ABCB1 Variation and Treatment Response in AIDS Patients: Initial Results of the Henan Cohort

  • Peng Zhu, 
  • Qian Zhu, 
  • Yilei Zhang, 
  • Xuejun Ma, 
  • Zizhao Li, 
  • Jie Li, 
  • Jiazhong Chen, 
  • Le Luo, 
  • Huijun Z. Ring, 
  • Brian Z. Ring


HIV/AIDS has the highest mortality among infectious diseases in China. In ongoing efforts to alleviate this crisis, the national government has placed great emphasis on efforts in Henan province where HIV-infected former plasma donors in the 1990s contributed to AIDS becoming a public health crisis. Concomitant with a national initiative focusing the use of phamacogenetics for the better prediction of treatment response, we studied genetic variants with known pharmacokinetic phenotypes in a set of 298 HAART-treated (highly active antiretroviral therapy) patients infected with HIV from the Henan cohort. We measured the association of response to treatment, assessed as changes in CD4+ T cell counts after antiretroviral therapy, of five polymorphisms in four genes (CYP2B6, ABCB1/MDR1, ABCG2, and ABCC4) in which variation has been suggested to affect the pharmacokinetics of drugs commonly employed to treat HIV/AIDS. We show that genotyping for ABCB1 variations (rs1045642 and rs2032582) may help predict HIV treatment response. We found variations in this gene have a significant association with outcome as measured by CD4+ T cell counts in a discovery subset (N = 197; odds ratio (OR) = 1.58; 95% CI 1.02–2.45), these results were confirmed in a validation subset of the cohort (N = 78; OR = 2.81; 95% CI 1.32–5.96). Exploratory analysis suggests that this effect may be specific to NVP (nevirapine) or 3TC (lamivudine) response. This publication represents the first genetic analysis in a continuing effort to study and assist the patients in a very large, unique, and historically significant HIV-AIDS cohort. Genotyping of AIDS patients for ABCB1 variation may help predict outcome and potentially could help guide treatment strategies.


National efforts in China to stem the HIV epidemic have focused on Henan province as a key target area. In this province in the 1990’s, HIV-infected former plasma donors were a factor in the rise of the AIDS crisis in China [1][4]. To decrease the prevalence of HIV infection and mortality of AIDS patients in China, since 2003 the national government has offered a free anti-retrovirus treatment and prevention program. This program was piloted in 2002 in Henan province and has led to a significant decrease in AIDS related mortality, as well as increasing treatment coverage from very low levels to over 60% [5], [6]. However, a 2011 joint assessment by the Ministry of Health, UNAIDS and the WHO states that there remains 780,000 people with HIV infection in China, with approximately 154,000 cases of AIDS, in which there were about 28,000 AIDS-related deaths in 2011 [7]. Clearly even greater efforts must be applied to address this health crisis. Because of this continuing high mortality, a new national initiative focuses on how to use phamacogenetics in predicting treatment response [7].

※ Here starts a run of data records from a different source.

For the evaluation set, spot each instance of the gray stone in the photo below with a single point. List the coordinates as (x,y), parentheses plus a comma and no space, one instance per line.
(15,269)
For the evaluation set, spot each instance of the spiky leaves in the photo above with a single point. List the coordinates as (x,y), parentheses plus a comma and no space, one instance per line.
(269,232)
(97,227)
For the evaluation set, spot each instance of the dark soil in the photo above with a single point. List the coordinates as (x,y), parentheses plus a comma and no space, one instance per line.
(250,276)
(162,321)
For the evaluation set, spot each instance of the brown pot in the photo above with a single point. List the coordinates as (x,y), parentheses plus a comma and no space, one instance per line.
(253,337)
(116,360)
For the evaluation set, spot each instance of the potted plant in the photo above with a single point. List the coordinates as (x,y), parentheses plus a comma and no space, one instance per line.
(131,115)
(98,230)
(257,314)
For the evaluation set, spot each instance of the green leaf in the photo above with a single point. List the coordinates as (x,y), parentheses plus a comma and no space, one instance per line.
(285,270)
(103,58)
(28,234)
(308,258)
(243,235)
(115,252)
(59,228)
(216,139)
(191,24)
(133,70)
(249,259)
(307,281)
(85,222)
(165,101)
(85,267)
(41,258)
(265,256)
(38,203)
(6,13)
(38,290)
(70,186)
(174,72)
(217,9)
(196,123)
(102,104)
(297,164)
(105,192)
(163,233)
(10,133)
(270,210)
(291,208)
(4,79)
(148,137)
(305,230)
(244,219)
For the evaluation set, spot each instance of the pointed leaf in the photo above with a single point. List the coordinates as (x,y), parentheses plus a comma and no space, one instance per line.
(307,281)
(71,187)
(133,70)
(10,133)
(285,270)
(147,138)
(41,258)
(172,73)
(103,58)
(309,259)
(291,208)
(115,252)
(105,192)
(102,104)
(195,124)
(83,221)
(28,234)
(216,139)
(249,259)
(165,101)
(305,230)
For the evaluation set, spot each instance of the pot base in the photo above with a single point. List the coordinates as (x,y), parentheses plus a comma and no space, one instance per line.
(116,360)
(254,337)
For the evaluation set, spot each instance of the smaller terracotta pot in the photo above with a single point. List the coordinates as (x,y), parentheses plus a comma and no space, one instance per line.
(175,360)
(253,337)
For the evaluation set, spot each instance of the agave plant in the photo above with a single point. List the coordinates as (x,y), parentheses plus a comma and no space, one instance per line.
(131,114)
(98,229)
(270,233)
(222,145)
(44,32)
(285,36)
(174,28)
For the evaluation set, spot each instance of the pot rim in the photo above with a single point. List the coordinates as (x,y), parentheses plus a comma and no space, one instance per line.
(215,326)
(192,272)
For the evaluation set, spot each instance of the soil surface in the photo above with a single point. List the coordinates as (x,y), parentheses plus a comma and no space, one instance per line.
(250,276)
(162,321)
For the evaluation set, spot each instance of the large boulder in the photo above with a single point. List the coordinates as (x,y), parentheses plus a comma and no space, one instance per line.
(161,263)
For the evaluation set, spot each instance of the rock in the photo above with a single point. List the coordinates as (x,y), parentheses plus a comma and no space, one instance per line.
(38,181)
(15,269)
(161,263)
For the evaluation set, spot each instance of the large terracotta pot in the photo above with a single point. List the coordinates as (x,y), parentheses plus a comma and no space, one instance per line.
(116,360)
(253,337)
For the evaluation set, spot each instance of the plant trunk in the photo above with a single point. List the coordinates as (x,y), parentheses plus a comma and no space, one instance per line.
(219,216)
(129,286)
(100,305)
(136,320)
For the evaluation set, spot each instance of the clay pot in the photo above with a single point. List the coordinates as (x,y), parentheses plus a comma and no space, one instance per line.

Complete elimination of HIV is difficult to achieve with current clinical practices. In part due to resting infected T cells, HIV latency, and other factors, this residual infection contributes to therapy failure and resistant strains [8]. In a small study in Henan province, strains were found with a high level of resistance to non-nucleoside reverse transcriptase inhibitors (NNRTIs) and lower levels of resistance to nucleoside/nucleotide reverse transcriptase inhibitors (NRTIs); inadequate compliance to therapy appears to have been a primary factor for the development of this resistance [9]. The concentration of HIV infected patients in the Henan province compounds the epidemiological consequences of inadequately treated HIV infection. Consequently, since 2004 as part of an investigation by the Henan CDC, over 23,000 patients receiving standard HAART have their CD4+ T cell counts and viral load level monitored regularly. The very large Henan cohort is relatively genetically and socially homogenous with a high follow-up rate. Standard HAART for this cohort includes two NRTIs and one NNRTI or one protease inhibitor (PI) [10]. The expectation is that study of this large, unique, and well characterized cohort will identify useful pharmacogenetic associations to allow better treatment of HIV patients in China and elsewhere.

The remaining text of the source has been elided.